Still, our accomplishments over this past year, both financial and strategic, confirm my optimism in the long-term potential of our business. We closed fiscal 2012 with net sales of over $1.7 billion, achieved 160 basis point improvement in adjusted operating margin and drove a 26% increase in adjusted earnings per share relative to last fiscal year. We also made meaningful progress advancing a number of important initiatives in our long-term growth strategy. I'll touch on just a few of these this morning.

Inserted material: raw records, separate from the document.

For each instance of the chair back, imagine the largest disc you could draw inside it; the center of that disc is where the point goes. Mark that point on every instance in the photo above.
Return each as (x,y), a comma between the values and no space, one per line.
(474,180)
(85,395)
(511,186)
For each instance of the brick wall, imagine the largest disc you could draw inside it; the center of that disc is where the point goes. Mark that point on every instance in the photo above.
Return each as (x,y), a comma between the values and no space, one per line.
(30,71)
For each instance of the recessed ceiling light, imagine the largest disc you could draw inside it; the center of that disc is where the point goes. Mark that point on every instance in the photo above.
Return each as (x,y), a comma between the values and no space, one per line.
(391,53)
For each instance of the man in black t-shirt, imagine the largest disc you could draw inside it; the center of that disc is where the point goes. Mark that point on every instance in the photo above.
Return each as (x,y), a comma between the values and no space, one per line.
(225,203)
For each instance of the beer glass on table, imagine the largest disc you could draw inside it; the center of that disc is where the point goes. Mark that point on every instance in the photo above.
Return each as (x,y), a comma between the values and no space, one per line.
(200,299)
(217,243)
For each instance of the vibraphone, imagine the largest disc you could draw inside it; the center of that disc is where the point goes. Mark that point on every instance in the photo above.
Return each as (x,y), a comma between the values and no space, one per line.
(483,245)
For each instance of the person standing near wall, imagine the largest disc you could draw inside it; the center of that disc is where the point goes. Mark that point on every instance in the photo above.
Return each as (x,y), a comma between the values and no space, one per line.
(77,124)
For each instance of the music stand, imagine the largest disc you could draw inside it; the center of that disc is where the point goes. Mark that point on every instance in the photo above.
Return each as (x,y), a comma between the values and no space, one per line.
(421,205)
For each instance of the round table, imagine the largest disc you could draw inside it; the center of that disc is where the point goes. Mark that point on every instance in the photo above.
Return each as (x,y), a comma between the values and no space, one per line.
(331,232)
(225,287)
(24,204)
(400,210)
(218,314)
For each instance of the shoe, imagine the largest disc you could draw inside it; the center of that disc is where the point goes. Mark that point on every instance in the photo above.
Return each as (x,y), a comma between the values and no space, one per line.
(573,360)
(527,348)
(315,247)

In April, we closed on our acquisition of POSH Office Systems. The addition of POSH to the Herman Miller family represents an important step in our emerging market growth strategy. It enhances our international product offer with a broad suite of well-designed products priced appropriately for the Asian market. It also significantly expands the reach of our distribution footprint throughout China while furthering our strategy of building regional operational capabilities in global and regional product platforms.
We gained significant market traction during fiscal 2012 with a number of recently introduced products, including SAYL, Canvas, and our Thrive ergonomic solutions portfolio. Importantly, throughout the year, we've aggressively pursued the next generation of new products that, taken together, represent one of the broadest product development agendas in Herman Miller's history. We reached an important strategic milestone earlier this fiscal year with the introduction of the Herman Miller Collection, a dynamic product portfolio aimed at further articulating our unique heritage and contemporary value to architects, designers and consumers.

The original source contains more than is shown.